Research has shown that employee stress ‘burnout’ is a widespread reality and women are more likely than men to be locked in the following unequal demands that affect their personal and professional lives as follows:-

  • Additional stress of working outside traditional times due to transitory work demands, oftentimes without additional pay

  • The impact of increased caring, housework and home schooling responsibilities

  • Not setting healthy boundaries around the intensity and workload pressures, tight deadlines and lack of sufficient managerial suppor

  • Limited access to allies and role models to support their needs, which may lead to feelings of “unplugging”

Be careful of the narrative of the benefits of working from home (WFH) because women will find that they may find themselves: -

  • Victims of wage discrepancies

  • Overlooked for pay rises, rewards and promotion

  • Difficult to manage their professional ‘brand’ if out of the office, which can lead to them underselling themselves

  • Limited access to resources, networks and face to face business leaders, role models, mentorship and influencers to reach their potential

There is no getting away from bias for BAME women who experience greater levels of employee stress ‘burnout’ due to disproportionate discriminatory practices e.g. lower pay, lack of promotion, bullying or harassing behaviour from management.

Does This Matter?

The House of Commons Health and Social Care Committee Workforce recently released its report 'Burnout and Resilience in the NHS and Social Care' (May 21/22).

According to the report the NHS employs around 1.3 million people in England and there are around 1.65 million jobs in adult social care. Together both services potentially account for around 8.6% of the working age population.

However, they found that ‘burnout’ was an issue in the NHS and social care workforce long before COVID-19 and it needed to be tackled now if they are to attract and retain skilled staff; keep them physically and mentally well whilst providing high quality care to patients and service users.

One of their key recommendations was that the NHS develop a full and comprehensive definition of 'workforce burnout' and set out how the wellbeing of all NHS staff is being monitored and assessed.

It was clear that there was the need for better workforce planning; adequate training and addressing the staff shortage crisis.

Next Steps

It has to be a long term approach to developing both a healthy and compassionate personal and leadership change if companies want to avoid employee stress ‘burnout’.

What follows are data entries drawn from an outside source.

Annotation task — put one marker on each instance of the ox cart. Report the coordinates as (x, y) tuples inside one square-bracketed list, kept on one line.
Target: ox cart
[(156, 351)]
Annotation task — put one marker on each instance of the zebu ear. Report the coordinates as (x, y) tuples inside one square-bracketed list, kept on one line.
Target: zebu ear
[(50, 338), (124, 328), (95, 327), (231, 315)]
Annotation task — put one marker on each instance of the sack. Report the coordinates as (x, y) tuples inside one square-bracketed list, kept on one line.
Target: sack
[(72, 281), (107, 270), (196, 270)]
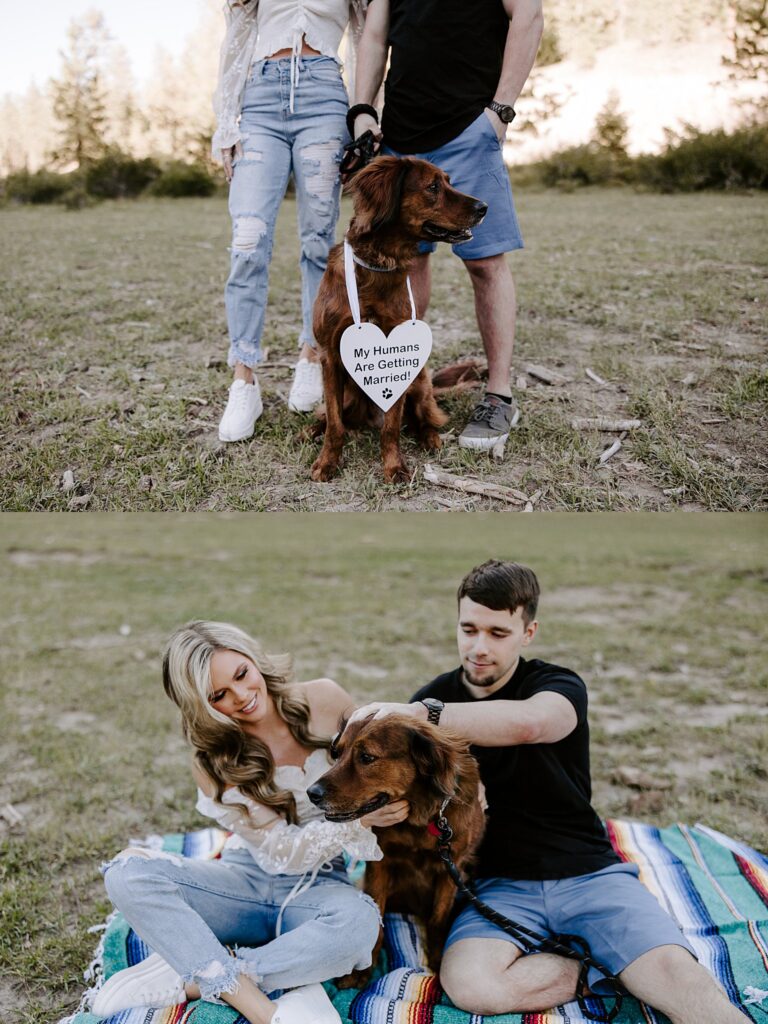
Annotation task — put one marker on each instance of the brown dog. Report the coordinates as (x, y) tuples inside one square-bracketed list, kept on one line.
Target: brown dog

If organisations are serious about leveraging innovation, productivity and profits they will have to make a major (and uncomfortable) cultural shift as well as introducing policies, processes, systems and strategies that supports employee wellbeing, thus reducing stress ‘burnout’.

Finally, leaders should not only focus on professional and business productivity, but introduce and maintain new management styles and behaviours. The benefits are obvious.

You retain a motivated, engaged, productive talent pool and avoid expensive retention, sickness and training costs.

Ladies, if you are experiencing feelings of stress ‘burnout’ do not suffer in silence. Seek support from your organisation or seek a mentor, coach or counsellor who understands this area of anxiety. To your success.